La coalition des 14 partis politiques de l'opposition insatisfaite des recommandations de la CEDEAO,  maintient la pression sur le pouvoir de Faure Gnassingbé pour  une mise en œuvre consensuelle de la feuille de route. Elle a saisi  jeudi, la CEDEAO à travers un mémorandum.

Dans ce mémorandum, la coalition fait 12 propositions "concrètes" sur lesquelles elle attire l'attention du nouveau dirigeant de la CEDEAO.



Selon la coalition, la mise œuvre des recommandations passe avant tout par les mesures d'apaisement.
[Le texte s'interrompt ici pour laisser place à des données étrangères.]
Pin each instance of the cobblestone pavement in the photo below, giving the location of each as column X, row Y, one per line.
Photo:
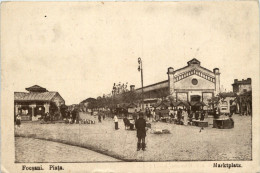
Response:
column 184, row 142
column 35, row 150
Ainsi la coalition demande et exige la libération des personnes toujours en détention dans le cadre des manifestations de l'opposition, la levée  de l'État de siège des villes de Mango, Bafilo et Sokodé et la facilitation du retour de Tikpi Atchadam, le leader du PNP au pays.





Pour les leaders de la C14, pas question pour le pouvoir de Faure Gnassingbé de mettre en œuvre seul les recommandations de la CEDEAO. Voilà pourquoi elle exige un gouvernement transitoire et dénonce la reprise de service de la CENI bien qu'elle soit incomplète et contestée.



S'agissant de la révision du fichier électorale, la coalition propose un recensement biométrique intégral qui  devra se dérouler au cours d’une même période sur toute l’étendue du territoire et pourra s’appuyer sur l’organisation d’audiences foraines pour la délivrance d’acte nécessaire à l’établissement de carte nationale d’identité aux électeurs qui n’en ont pas.



Pour ce qui est de la personne du chef de l'État Faure Gnassingbé, la coalition exige que la question de sa candidature ou non aux prochaines élections soit discutée dans la suite du dialogue inter-togolais.



La coalition propose également, à défaut du rétablissement des dispositions originelles, que la Cour Constitutionnelle soit composée de sept membres désignés, pour un mandat non renouvelable de sept ans. " Un (1) des sept membres sera désigné par le Président de la République et six (6) par l’Assemblée nationale à raison de trois (3) sur proposition de la majorité parlementaire et trois (3) sur proposition de l’opposition parlementaire". 



Au-delà de ces points, la coalition demande aussi l'expertise de la CEDEAO dans la mise en œuvre des recommandations et l'annulation du travail effectué par la CENI jusqu'à ce jour.



Ce rapport est déjà renvoyé aux facilitateurs qui sont attendus le 27 août prochain à Lomé pour poursuivre le dialogue inter-togolais.